Sr. Conchita Cueno believes only two things can make the broken whole again.
First, the person must desire to be healed.
One of the pioneering founders and currently the director of the Balay Isidora Foundation, Cueno has worked for years with underage girls lured from the provinces to work in Cebu's flesh trade.
Named after a Spanish missionary of the Oblate of the Most Holy Redeemer, who desired on her deathbed to set up a home for prostituted women, the foundation is sanctuary to 46 women and children. It is operated by the Villa Maria Good Shepherd Sisters Inc., and funded by Karl Kubel Stiftung Germany.
(Cueno requested withholding information about their location for security reasons; five of their clients are involved in pending court cases on child trafficking and white slavery.)

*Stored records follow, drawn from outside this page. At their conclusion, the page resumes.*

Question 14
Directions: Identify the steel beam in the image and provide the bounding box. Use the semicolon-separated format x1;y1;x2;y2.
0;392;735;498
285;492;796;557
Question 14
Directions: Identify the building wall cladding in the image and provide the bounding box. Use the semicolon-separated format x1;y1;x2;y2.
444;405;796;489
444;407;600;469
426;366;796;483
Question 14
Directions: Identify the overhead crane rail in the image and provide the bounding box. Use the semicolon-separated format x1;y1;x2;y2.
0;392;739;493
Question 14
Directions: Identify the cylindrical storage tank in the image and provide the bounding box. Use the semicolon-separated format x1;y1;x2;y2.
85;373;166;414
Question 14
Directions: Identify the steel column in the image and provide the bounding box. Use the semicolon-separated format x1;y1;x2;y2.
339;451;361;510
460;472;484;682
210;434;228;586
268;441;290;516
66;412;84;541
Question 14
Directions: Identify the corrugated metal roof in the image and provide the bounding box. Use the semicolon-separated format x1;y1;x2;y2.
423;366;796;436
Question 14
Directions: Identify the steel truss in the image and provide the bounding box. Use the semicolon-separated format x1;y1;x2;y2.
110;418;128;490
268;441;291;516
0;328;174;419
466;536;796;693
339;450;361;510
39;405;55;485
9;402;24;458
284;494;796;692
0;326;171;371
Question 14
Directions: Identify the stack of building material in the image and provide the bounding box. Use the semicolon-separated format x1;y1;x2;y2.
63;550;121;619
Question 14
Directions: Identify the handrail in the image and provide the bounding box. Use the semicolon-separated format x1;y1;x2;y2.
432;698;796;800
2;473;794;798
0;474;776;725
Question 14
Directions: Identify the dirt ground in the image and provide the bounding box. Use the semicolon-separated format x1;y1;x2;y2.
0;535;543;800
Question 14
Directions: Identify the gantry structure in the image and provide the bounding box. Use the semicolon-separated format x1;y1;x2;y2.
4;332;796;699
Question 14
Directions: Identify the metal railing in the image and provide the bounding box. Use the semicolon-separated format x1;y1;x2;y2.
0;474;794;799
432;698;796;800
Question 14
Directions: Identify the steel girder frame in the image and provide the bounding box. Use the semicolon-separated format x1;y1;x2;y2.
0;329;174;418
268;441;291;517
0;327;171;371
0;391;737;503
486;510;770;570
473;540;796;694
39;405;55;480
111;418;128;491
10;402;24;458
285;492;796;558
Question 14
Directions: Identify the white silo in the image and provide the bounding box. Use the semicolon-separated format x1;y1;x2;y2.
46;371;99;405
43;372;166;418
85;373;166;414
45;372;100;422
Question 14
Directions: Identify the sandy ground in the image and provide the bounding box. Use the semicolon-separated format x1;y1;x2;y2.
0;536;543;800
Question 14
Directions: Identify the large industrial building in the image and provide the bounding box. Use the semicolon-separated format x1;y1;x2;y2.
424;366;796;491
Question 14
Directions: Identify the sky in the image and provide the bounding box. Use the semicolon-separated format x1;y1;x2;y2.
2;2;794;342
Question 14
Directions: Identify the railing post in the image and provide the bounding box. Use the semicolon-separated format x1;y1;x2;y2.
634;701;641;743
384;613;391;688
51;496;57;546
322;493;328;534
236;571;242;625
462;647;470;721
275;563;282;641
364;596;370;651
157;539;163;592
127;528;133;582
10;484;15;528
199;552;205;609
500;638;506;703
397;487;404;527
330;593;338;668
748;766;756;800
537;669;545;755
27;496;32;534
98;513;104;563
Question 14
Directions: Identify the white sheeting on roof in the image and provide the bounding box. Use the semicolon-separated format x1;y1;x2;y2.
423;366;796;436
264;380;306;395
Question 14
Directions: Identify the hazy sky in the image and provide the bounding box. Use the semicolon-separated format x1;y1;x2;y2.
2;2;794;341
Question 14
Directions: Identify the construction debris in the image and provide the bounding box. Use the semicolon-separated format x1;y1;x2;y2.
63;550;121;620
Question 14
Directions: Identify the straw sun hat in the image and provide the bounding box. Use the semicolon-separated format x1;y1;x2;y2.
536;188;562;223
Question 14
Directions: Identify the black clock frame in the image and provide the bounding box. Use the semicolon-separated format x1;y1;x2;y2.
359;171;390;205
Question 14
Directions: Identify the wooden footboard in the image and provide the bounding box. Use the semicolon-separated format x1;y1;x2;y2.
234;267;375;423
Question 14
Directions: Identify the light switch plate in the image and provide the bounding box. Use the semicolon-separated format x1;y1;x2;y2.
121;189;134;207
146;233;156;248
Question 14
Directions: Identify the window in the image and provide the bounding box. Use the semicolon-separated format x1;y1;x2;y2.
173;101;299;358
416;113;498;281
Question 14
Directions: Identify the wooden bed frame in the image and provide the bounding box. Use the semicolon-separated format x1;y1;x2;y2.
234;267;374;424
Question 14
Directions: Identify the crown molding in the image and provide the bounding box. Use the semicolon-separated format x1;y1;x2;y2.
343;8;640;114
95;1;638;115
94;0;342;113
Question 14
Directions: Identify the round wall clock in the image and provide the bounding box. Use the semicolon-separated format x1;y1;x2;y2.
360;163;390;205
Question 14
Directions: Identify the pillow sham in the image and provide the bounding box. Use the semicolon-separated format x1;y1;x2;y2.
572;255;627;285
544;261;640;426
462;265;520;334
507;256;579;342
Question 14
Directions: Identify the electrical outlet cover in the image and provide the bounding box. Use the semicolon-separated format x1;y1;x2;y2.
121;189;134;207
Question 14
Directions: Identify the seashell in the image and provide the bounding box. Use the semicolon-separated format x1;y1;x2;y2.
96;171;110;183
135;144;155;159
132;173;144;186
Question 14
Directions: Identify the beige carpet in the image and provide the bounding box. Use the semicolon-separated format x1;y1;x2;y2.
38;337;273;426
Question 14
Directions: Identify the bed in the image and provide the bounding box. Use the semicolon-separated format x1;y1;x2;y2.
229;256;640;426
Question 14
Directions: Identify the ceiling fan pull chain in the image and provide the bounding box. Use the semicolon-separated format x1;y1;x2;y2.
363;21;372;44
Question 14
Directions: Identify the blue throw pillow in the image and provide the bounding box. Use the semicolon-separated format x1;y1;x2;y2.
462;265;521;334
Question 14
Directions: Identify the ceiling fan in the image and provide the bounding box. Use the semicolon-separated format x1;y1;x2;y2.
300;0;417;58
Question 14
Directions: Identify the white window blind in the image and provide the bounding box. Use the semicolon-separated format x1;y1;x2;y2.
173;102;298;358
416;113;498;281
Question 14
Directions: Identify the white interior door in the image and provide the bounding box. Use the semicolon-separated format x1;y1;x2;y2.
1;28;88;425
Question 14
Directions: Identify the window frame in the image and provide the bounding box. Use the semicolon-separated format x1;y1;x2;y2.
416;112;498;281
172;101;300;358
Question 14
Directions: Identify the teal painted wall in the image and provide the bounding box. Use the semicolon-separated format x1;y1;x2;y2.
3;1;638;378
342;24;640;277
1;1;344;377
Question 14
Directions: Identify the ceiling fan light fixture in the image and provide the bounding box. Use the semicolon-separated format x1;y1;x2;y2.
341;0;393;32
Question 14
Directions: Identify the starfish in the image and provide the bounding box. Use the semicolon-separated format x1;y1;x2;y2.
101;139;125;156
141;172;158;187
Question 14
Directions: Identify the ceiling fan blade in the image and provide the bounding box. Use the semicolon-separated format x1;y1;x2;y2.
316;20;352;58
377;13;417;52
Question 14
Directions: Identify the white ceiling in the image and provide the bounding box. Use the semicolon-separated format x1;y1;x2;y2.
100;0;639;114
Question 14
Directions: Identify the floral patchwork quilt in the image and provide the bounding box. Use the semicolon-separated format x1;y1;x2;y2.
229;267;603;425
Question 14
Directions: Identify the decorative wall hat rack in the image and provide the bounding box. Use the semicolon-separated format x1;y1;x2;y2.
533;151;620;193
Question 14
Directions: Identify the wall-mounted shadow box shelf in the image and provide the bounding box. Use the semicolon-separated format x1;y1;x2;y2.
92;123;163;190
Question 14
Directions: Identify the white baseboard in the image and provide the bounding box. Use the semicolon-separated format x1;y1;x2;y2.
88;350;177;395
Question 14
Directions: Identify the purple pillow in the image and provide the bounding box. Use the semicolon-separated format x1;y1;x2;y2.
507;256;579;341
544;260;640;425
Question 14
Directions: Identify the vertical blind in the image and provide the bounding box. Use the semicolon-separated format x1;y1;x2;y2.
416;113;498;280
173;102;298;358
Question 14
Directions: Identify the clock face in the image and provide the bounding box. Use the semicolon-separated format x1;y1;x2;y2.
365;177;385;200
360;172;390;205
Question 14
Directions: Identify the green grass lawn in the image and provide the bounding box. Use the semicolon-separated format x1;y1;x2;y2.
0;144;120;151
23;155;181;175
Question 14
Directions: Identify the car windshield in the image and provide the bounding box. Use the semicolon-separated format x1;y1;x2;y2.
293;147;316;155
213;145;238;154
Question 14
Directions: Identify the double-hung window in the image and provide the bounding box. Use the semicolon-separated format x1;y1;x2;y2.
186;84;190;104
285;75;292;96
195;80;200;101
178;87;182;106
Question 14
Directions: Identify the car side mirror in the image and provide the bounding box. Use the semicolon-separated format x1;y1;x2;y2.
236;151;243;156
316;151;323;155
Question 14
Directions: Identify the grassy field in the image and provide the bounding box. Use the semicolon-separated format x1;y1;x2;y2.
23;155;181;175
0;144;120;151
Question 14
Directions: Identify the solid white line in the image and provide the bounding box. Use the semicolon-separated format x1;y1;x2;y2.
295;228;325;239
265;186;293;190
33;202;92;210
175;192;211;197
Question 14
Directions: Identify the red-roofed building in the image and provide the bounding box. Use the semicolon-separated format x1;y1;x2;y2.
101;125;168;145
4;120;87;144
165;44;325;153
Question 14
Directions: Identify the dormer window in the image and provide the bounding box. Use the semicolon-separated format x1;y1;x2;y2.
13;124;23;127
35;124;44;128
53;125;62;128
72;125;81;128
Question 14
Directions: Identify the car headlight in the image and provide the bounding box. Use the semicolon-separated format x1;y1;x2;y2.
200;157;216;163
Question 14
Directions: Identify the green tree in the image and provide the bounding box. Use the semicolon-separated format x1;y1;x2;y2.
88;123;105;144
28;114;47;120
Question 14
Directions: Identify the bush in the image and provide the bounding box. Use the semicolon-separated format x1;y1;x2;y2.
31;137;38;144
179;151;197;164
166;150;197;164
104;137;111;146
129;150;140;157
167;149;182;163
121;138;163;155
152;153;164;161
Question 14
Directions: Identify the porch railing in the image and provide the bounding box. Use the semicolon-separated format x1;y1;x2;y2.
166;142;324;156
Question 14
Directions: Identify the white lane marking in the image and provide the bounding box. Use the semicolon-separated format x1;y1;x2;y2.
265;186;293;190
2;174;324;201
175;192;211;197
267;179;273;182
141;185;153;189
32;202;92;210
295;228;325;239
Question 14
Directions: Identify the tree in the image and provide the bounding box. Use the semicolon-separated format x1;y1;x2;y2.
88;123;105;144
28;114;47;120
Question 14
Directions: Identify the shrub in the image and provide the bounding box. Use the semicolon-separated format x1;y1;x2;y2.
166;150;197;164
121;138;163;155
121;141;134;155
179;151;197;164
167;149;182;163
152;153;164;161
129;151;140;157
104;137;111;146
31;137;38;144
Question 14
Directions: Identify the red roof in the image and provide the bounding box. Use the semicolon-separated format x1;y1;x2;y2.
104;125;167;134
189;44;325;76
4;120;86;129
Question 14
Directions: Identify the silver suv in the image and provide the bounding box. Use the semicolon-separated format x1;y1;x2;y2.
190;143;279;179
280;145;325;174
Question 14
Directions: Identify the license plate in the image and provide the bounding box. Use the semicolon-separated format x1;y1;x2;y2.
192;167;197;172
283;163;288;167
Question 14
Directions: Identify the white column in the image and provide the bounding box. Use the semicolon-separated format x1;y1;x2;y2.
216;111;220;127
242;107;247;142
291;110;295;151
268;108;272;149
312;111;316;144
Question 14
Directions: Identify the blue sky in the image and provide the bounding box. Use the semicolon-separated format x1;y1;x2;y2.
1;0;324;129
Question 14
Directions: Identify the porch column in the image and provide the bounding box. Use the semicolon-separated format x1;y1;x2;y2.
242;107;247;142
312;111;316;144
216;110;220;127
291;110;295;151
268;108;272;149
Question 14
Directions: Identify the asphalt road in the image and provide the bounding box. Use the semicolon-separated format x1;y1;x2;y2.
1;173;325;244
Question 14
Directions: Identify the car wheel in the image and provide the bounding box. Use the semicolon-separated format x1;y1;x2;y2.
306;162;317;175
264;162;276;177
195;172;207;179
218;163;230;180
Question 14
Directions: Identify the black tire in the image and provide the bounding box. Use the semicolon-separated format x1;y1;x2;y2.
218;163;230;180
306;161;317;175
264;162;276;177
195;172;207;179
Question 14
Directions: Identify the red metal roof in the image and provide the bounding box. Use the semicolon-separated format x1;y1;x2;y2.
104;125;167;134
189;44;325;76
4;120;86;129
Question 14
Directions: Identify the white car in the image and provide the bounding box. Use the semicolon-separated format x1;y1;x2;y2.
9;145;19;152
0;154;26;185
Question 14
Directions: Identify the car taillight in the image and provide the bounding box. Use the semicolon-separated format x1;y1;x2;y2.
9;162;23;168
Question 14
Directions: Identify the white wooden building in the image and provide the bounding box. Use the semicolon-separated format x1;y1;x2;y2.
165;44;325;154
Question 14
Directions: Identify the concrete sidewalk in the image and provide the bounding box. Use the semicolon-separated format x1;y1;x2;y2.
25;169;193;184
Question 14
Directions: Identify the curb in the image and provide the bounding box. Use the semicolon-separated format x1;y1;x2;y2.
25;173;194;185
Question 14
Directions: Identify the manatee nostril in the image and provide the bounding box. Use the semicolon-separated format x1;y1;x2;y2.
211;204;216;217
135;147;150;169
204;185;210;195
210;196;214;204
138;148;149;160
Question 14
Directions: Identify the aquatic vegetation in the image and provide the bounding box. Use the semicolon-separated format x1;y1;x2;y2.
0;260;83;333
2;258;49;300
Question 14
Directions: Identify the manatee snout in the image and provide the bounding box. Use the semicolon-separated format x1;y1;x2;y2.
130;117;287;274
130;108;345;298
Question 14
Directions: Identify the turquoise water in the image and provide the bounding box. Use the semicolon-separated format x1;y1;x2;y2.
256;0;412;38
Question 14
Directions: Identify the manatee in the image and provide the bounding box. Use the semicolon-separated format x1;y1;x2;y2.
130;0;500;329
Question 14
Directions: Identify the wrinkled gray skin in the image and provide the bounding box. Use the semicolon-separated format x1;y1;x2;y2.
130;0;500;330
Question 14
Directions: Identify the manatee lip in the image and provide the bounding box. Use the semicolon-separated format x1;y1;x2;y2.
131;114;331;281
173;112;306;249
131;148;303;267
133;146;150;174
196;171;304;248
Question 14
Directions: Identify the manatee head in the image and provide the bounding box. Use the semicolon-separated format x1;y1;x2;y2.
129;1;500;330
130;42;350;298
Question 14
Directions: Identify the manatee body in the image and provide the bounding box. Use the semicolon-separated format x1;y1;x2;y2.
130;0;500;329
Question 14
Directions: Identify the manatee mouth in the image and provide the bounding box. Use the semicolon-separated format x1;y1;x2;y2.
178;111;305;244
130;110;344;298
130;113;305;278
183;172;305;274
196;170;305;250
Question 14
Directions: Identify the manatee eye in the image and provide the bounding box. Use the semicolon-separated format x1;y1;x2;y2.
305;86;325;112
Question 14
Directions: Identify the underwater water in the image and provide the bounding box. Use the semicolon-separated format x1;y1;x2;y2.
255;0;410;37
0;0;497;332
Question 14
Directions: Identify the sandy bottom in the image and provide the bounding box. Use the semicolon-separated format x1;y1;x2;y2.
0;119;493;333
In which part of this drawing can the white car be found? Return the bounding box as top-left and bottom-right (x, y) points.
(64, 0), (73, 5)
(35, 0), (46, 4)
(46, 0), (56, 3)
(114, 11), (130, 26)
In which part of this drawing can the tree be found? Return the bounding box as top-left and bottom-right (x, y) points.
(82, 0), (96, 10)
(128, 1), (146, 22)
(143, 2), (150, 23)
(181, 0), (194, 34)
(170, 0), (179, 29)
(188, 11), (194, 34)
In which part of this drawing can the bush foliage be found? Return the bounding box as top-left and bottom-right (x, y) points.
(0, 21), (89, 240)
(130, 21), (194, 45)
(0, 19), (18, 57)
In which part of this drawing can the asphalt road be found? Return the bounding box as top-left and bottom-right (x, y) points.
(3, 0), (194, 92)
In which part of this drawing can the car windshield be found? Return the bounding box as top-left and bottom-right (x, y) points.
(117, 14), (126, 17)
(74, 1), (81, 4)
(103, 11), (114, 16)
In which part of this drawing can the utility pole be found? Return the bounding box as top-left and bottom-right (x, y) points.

Cueno and Isidora outreach staff and volunteers work the streets day and night just to be there when someone desires to break out. In the streets, parks, bars and outside downtown movie houses and motels, the Isidora network trawls as diligently as the pimps and customers eyeing the girls, many of whom are still in their teens. They come from Siquijor, Butuan, Ormoc and other provinces in Mindanao, recruited by promises of work.
But upon reaching Cebu, it is not to households, restaurants or department stores that these girls are brought to. If a virgin, she is sold from P1,500 to P5,000 in high-end casas. The "less valuable" ones are brought to Kamagayan where P500 is the fee greasing a recruiter for every new girl. Cueno says that "hardcore" girls catch on quickly and go back to their hometowns to recruit townmates. It is not unheard of for a worker to show up in Kamagayan with a "catch" of 15 recruits.
Disintegration
The disintegration of these workers can be gauged by the harm they inflict on others and themselves. Initiated to the profession usually by being raped, the girls subsist on a cocktail of drugs to give them resistance and apathy to take on an average of 7-10 customers per shift. While there are some who dream of having a house or other acquisitions, the majority are in it for the easy money to support their drug vice.
Cueno says this also includes those who turn to the profession because they were abused as children, come from broken families, were influenced by barkadas, or were fleeing other personal problems.
Yet, despite the depths that they have fallen into, there is in some a desire to get out. Across the Kamagayan red-light district is Belen sa Cebu, a drop-in or temporary shelter for those who walk off the streets. Cueno says that a girl who has only been in the flesh trade for a week or so is recommended immediately for rehabilitation at Balay Isidora.
However, the "hardcore" ones who have spent years in the trade are simply given shelter at Belen without any conditions. "Masterminds of all possible vices," some of them just need to sleep off their drug haze. Not a few have as casually walked out of the shelter, their desire for renewal drowned by a greater thirst for old friends, easy money and drugs.
Plan for life
Although they do not pressure these walk-in clients, Belen social workers are there when the girls look for someone to listen to their problems. Some of them move on to discuss a "plan for life." The clients then begin their rehabilitation, an uncertain process that can stretch for two years or be suddenly cut short when the client backslides and runs away.
At Balay Isidora, the women and their children (some bar managers often refer to them their pregnant workers) can avail of non-formal education, as well as formal education in public and private institutions. Cueno hopes to see more government livelihood programs as these serve as deterrents for prostitution, as well as being alternatives for those desiring to leave the flesh trade.
But more than counseling and training, Balay Isidora's chief value lies in its unconditional acceptance of the women. Cueno was recently requested to be the mother giving away a former client in marriage. The Ormoc native had been "hardcore" for five years. When her husband-to-be asked Cueno for the girl's hand in marriage, he brought his family from Cagayan. They knew about her past but also believed no one ever ran out of second chances.
And this, Cueno believes, is the second prerequisite for healing. More than the person's desire to be whole again, the gift transforming a "hardcore" professional is nothing but a miracle of conversion.